In my opinion this piggybacking of fencing semantics on the library calls
should be removed entirely. An important usage class of applications want to
perform a large number of non-blocking operations in phases separated by
user-provided barriers (3D FFT being one obvious example), and any fencing
semantics on the individual operations is undesirable and only has the
potential to degrade performance. These applications don't care at all about
local or global completion of anything before the next barrier, and don't want
to pay for the library computing it under the covers or imposing hidden fences.
The transfers performed by the library should abstractly behave as a set of
relaxed ops with respect to the memory model. There is no difference between
local and global completion, because the accesses in question are entirely
relaxed. They behave exactly as relaxed operations issued at an unspecified
time during the transfer interval. They are not affected by fences or other
strict operations issued in the transfer interval, because it is explicitly
unspecified whether they were issued "before" or "after" any such fences. The
same logic implies that conflicting accesses in the transfer interval also
return undefined results. A successful sync call indicates the relaxed
operations have all been "performed", thus ensuring any subsequent conflicting
operations issued by the calling thread see the updated values. Programs that
wish to enforce global visibility of a transfer should explicitly issue a fence
or other strict operation after the sync call.

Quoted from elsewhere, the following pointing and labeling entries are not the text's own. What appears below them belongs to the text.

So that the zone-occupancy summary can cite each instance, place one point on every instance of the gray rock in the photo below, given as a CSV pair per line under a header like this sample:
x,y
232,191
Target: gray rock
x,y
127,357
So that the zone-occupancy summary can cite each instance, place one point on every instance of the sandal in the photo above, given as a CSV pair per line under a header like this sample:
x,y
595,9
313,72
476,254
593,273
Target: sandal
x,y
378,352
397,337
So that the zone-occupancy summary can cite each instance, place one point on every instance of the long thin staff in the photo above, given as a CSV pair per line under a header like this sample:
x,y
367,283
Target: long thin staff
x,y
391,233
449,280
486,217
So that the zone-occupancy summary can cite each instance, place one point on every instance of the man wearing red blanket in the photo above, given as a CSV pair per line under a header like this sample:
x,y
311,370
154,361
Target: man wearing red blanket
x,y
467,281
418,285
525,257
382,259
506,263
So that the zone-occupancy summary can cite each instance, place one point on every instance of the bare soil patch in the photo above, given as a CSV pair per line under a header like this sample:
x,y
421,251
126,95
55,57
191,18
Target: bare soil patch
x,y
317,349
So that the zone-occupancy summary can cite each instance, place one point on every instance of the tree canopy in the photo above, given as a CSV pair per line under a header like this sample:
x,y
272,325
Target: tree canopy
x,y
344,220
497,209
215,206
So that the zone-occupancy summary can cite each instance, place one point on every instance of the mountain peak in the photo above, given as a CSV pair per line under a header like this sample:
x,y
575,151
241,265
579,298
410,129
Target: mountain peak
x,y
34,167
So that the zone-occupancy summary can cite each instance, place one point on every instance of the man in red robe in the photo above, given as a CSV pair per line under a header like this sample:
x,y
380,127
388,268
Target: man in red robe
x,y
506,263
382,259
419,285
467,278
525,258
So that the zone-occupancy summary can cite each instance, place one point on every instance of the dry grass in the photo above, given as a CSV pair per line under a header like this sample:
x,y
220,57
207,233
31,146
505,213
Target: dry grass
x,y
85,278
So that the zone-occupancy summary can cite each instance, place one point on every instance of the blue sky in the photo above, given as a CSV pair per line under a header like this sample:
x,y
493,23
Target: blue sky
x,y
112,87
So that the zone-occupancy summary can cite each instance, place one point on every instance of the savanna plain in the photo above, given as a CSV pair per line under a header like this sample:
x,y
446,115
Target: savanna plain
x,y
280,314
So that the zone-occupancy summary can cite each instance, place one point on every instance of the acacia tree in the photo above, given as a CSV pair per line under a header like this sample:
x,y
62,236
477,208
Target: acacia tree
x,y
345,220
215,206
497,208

The approach I'm describing significantly simplies the current proposal
(removing many unnecessary functions), makes the semantics easier to understand
(by removing all the fence-related goop) and at the same time removes semantics
which have the potential to reduce performance.
It also brings it more in line with the memory model and the semantics of the
existing blocking operations. I believe more high-level discussion of this
nature is prudent before accepting the current semantics, which seem
problematic in many ways.
Original comment by danbonachea
on 3 Aug 2012 at 12:29
Regarding Comment #14, I very strongly disagree on all points and most of these
issues have been considered prior to forming the consensus proposal. See
comments below.
"The transfers are relaxed operations and any required synchronization should
be explicitly added by the user as strict operations or other fences around the
transfer interval."
No. A fence or strict access MUST complete ALL prior non-blocking operations to be compatible with the existing UPC memory model. Therefore, if you want to have multiple non-blocking operations in flight and then use a fence or strict access to complete ONE of them, you end up forcing completion of ALL of them. This is not acceptable for software pipelining of large copies.
"Point 1: ***The memory model already allows optimization of "blocking"
memcopies***"
No, existing UPC implementations implement upc_mem* as blocking copies. I believe both BUPC and Cray concluded that the functions had to be blocking via different reasoning and there's a comment somewhere (not in this Issue) that explains both lines of reasoning. The goal of this proposal is to provide non-blocking copy functions.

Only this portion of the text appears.